Personal Finance & Money Asked by Elvin Jafali on January 16, 2021
I can’t wrap my head around selling large quantity of stocks.
For example, assume Alan has 10,000 shares of company X that he bought 5 years ago at $5/share.
He is happy with the current share price of the company which is $227. He wants to sell all of his stocks, so he puts a sell order of 10k shares of company X where he owns stocks.
Now the unclear bit. When he puts the sell order through his broker, does he get all 10,000 shares sold out at once? Or does the broker put the sell order and wait until all 10k are sold and give Alan his money(i.e. deposit to his account)?
You can put a "all or none" clause in your order so that all of the shares have to be sold or none of them are. Of course, this may make it harder to sell them and you may not get the best price for the lot, since you'll need to wait for a buy order for 10,000 (or more) shares.
More commonly, sub-lots will be sold as they get matched up with buy orders.
If the stock is even mildly liquid, you should have no trouble selling 10k shares in multiple lots with only mild price slippage (i.e. you may get worse prices as lots sell and take out buy orders).
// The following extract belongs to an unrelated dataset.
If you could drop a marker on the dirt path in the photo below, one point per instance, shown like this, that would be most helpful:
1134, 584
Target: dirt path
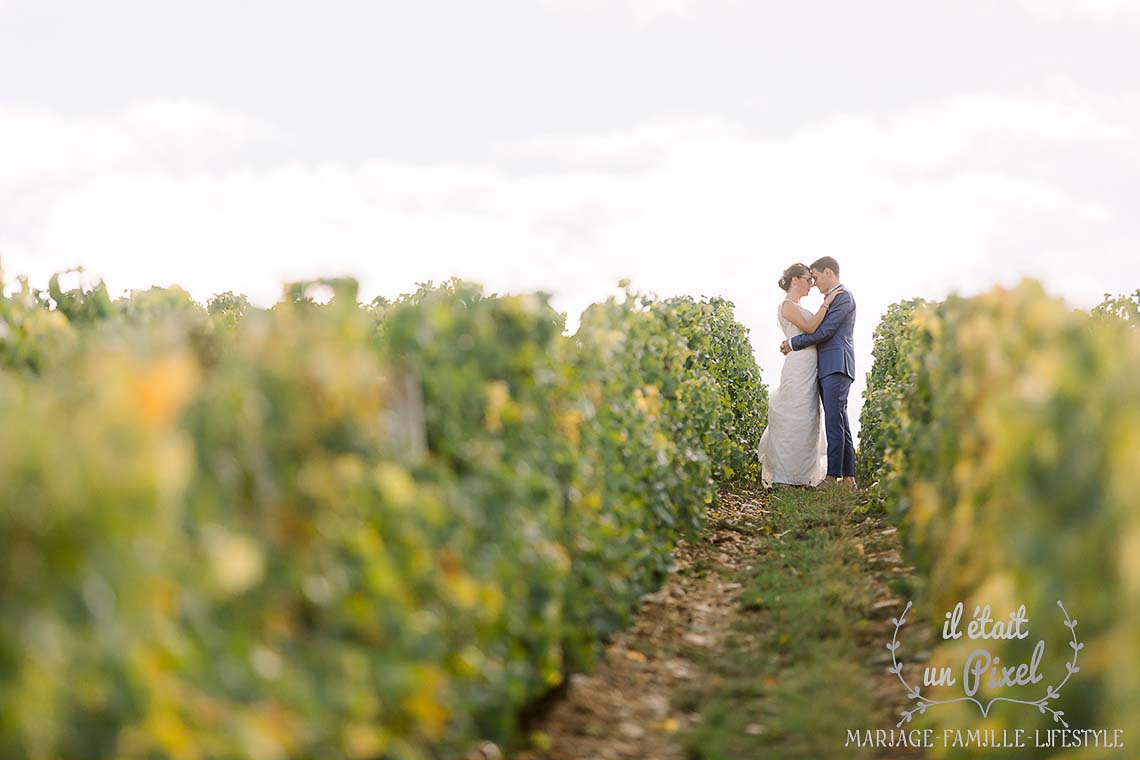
708, 658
If the stock is illiquid, it may take some time and you may get more significant slippage.
Correct answer by D Stanley on January 16, 2021
What's unclear?
According to the text of your question, to "get all 10,000 shares sold out at once" logically requires that there are enough people/organizations ready at that moment to buy those 10K shares. That's reasonable in highly liquid stocks.
If there aren't enough people right then who want to buy all 10K shares (for example, if it's a small company and so illiquid) it might take some time to find a buyer, and the price might drop from $227/share.
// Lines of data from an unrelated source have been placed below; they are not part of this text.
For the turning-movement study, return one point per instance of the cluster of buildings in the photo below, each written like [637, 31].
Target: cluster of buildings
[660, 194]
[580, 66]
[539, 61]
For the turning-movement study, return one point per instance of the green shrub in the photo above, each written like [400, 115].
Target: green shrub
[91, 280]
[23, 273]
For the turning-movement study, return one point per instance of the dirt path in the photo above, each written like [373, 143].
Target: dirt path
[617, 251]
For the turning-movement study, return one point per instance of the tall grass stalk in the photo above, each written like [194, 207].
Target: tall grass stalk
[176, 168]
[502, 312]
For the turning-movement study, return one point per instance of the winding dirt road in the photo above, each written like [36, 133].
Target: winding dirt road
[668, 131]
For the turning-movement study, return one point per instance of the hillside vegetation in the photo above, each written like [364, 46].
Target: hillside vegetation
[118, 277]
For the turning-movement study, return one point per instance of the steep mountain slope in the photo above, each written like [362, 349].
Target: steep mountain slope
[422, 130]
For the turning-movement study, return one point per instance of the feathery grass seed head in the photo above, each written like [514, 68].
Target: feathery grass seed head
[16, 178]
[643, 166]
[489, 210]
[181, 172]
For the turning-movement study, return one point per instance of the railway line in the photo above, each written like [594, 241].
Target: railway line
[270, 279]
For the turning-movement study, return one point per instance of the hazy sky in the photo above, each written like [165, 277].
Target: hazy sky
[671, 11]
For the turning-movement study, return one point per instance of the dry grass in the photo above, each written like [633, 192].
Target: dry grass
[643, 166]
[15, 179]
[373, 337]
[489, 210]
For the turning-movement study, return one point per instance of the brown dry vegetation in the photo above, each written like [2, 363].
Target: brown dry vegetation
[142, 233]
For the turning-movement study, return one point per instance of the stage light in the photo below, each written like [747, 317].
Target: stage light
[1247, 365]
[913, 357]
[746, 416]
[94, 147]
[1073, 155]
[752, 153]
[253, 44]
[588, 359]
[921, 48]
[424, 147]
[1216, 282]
Remember, Alan's stock broker is just that a broker: it negotiates purchases and sales between their clients. That's all.
Of course, the world is more complicated than "that's all", because big investment companies can run their own mutual funds and ETFs, and they might buy the ETF shares from you.
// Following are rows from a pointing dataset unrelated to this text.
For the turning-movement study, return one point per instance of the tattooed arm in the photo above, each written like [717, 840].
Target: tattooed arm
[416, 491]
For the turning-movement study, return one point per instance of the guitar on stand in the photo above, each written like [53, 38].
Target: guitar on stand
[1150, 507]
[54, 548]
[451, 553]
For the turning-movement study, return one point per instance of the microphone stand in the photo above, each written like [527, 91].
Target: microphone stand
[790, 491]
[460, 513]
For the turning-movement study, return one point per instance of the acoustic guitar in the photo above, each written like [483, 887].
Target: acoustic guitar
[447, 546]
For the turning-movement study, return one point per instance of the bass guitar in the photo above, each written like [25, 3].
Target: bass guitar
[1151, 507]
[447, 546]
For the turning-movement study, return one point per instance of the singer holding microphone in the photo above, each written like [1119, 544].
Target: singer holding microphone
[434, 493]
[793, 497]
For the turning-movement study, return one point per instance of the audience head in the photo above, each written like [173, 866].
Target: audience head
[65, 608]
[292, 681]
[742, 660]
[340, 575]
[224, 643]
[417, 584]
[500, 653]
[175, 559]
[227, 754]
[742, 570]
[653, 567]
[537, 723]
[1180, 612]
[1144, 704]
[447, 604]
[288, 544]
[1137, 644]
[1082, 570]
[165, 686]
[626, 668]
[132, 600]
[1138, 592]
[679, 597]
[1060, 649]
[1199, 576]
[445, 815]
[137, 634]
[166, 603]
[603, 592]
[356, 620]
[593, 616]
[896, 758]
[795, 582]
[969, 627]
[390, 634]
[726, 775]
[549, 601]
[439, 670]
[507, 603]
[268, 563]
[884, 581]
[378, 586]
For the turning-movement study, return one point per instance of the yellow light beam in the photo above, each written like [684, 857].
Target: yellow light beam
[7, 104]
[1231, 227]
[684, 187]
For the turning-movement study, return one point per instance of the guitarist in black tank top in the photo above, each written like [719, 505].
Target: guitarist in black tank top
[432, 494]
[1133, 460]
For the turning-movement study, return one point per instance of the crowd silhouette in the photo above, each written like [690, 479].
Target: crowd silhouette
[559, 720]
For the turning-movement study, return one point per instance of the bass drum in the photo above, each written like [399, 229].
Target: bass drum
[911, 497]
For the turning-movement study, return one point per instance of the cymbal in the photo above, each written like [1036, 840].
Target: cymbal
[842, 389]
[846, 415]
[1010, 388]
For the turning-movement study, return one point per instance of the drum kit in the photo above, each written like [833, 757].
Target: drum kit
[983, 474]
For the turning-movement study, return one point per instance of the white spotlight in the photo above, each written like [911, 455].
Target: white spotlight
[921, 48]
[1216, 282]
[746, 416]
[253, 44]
Answered by RonJohn on January 16, 2021
To understand what could happen, you need to understand NBBO (National Best Bid and Offer) which is the current price. The bid price is the current sell price and the ask is the current buy price. Let's assume that the NBBO quote is $227.00 x $227.25
If you are selling fewer shares than the size available at the bid price of $227.00 then your sell order is filled completely at $227.00 .
If you are selling more shares than available at the bid price of $227.00 then there are several possibilities. If you take out all of that bid volume, you'll get a partial fill. If additional buying comes in at your bid price (perhaps there's an iceberg order on the books) then you'll sell some more shares at $227.00 and you'll continue to get filled at that price. If no additional shares come in at the bid then you'll only get a partial fill and share price will drop. However, if you placed an AON (All Or None order) then no shares will be sold since the entire order could not be filled at $227.00 .
The liquidity at the moment is what determines how much (if any) of your order will be filled. If liquidity is high, you'll have no problem selling all of your stock at $227.00 . If liquidity is low, you'll have to either wait for sufficient liquidity or you'll have to sell shares incrementally, hoping that you can get $227.00 for unsold shares.
You will receive money for whatever number of shares are sold.
Answered by Bob Baerker on January 16, 2021
The "current share price" is just the price of the last trade.
If I sell 10,000 shares as a market order, I sell for the highest bid prices available in the order book.
If I place a limit order, I set an ask price I am happy with. Then, it may take more time to sell, but then I quite surely get the price I ask for.
If the share value drops, however, no one might want to buy my shares.